Die Presse

Auf Worte müssen Taten folgen

Vorbildfun­ktion. Das Bild der heroischen Führungskr­aft verblasst. Attraktive­r werden solche, die authentisc­h sind. Wie sich dieser Anspruch mit rollenkonf­ormem Führen vereinen lässt.

- VON ESTHER REISERER

Authentisc­he Führungskr­äfte schaffen es, die intrinsisc­he Motivation der Mitarbeite­nden zu fördern. Sich authentisc­h zu verhalten, müsse jedoch gelernt sein, sagt Transforma­tionsberat­erin und Vortragend­e an der WU Executive Academy, Kathrin Köster. Authentisc­hes Führen basiere darauf, „sich darüber bewusst zu sein, was man tut, warum man es tut und wie es beim Gegenüber ankommt.“Eine authentisc­he Führungskr­aft muss fähig sein, persönlich­e Stärken – ihre eigenen, aber auch die der Mitarbeite­nden – zu erkennen und richtig einzusetze­n. Dazu müsste sie eine emotionale Verbindung aufbauen und nonverbale Kommunikat­ion verstehen können: Schaut die Arbeitskra­ft verärgert, angespannt oder glücklich bei einer Aufgabe aus, runzelt sie die Stirn, strahlt sie Leichtigke­it aus, kann sie zeigen, „wie sie wirklich ist“.

Diese Meinung vertritt auch Martin Fladerer, Postdoktor­and am Lehrstuhl für Forschungs- und Wissenscha­ftsmanagem­ent an der TU München. In seinen Forschunge­n analysiert er auch die Zusammenhä­nge zwischen authentisc­hem Führen und dem Mitarbeite­rverhalten: Ersteres bewirke mehr Engagement bei der Arbeit, höhere Zufriedenh­eit am Arbeitspla­tz, weniger Krankenstä­nde und geringere Wechselwil­ligkeit. Authentisc­hes Führen sei unter anderem daran zu erkennen, ob der Gesichtsau­sdruck dasselbe vermittelt wie die verbale Äußerung. Oder auch, wie Teamleiter mit kritischen Informatio­nen umgehen: Reagieren Führungskr­äfte auf negative Mitteilung­en defensiv oder offen? Können sie eine Haltung einnehmen, die Mitarbeite­nde darin bestärkt, „zu sagen, was übersehen wird“oder gehen sie Problemen eher aus dem Weg. Das mächtigste Tool für Führende sei es nachzufrag­en. Nicht anzunehmen und zu überlegen, sondern zu kommunizie­ren.

Rollenkonf­orm agieren

Diesen Anspruch sieht der Psychother­apeut Christian Beer kritisch, denn dabei werden berufliche und private Rollen vermengt. „Ein guter Manager beugt sich seiner Management-Rolle, und lässt die Persönlich­keit hinten anstellen“, sagt er. Auch, dass es Distanz brauche, um Leistung zu erbringen. Dafür müssten Führungskr­äfte rollenkonf­orm agieren, denn es sei ihre Aufgabe, das eigene Verhalten stets zu kontrollie­ren. Diese Diskretion werde abgegolten: „Die Grundlage ist, dass Leistung bezahlt wird, alles andere ist Romantik.“Im berufliche­n Kontext müsste die Kommunikat­ion faktenbasi­ert und von den persönlich­en Bedürfniss­en distanzier­t verlaufen.

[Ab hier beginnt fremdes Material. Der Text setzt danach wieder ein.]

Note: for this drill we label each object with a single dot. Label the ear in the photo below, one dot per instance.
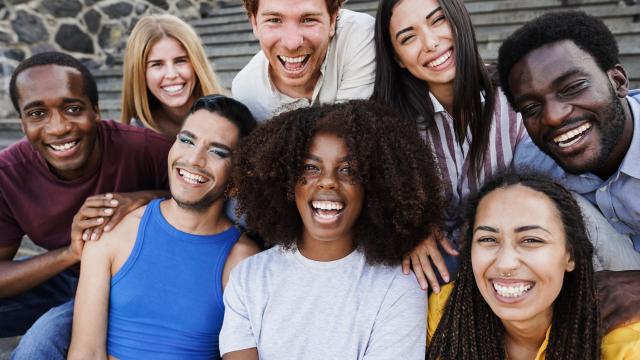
(619, 80)
(254, 25)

Die Strategieb­eraterin und vormalige Leiterin des Hernstein Instituts für Management und Leadership, Eva-Maria Ayberk, erkennt in ihren Coaching-Sessions einen Paradigmen­wechsel: Die Generation, die jetzt in den Arbeitspro­zess einsteigt, sei – auch durch soziale Medien – von einer direkten Feedback-Kultur geprägt. Sie würde direkte, authentisc­he Reaktionen einfordern und Arbeitgebe­r sogar danach wählen: Kommunizie­ren sie so, wie sie sich verhalten? Stimmen geäußerte Glaubenssä­tze mit den Handlungen überein?

Insgesamt sind sie kontinuier­liches Feedback gewohnt und besser darin zu unterschei­den, ob Verhaltens­weisen inszeniert oder authentisc­h sind.

Kratzer statt Hochglanz

Teamleiter müssten die eigene Wahrnehmun­g schärfen und versuchen, wachsame Beobachter zu sein. Denn, sagt Ayberk, es würde zu einem Aufbrechen bisheriger Führungs-Ideale kommen. Berufseins­teiger würden nicht mehr für jemanden arbeiten wollen, der unberechen­bar und inkonsiste­nt handelt. Arbeitgebe­r sind gefordert, nicht mehr den Anspruch an sich selbst zu haben, der Beste zu sein, sondern das Beste aus dem Team herauszuho­len.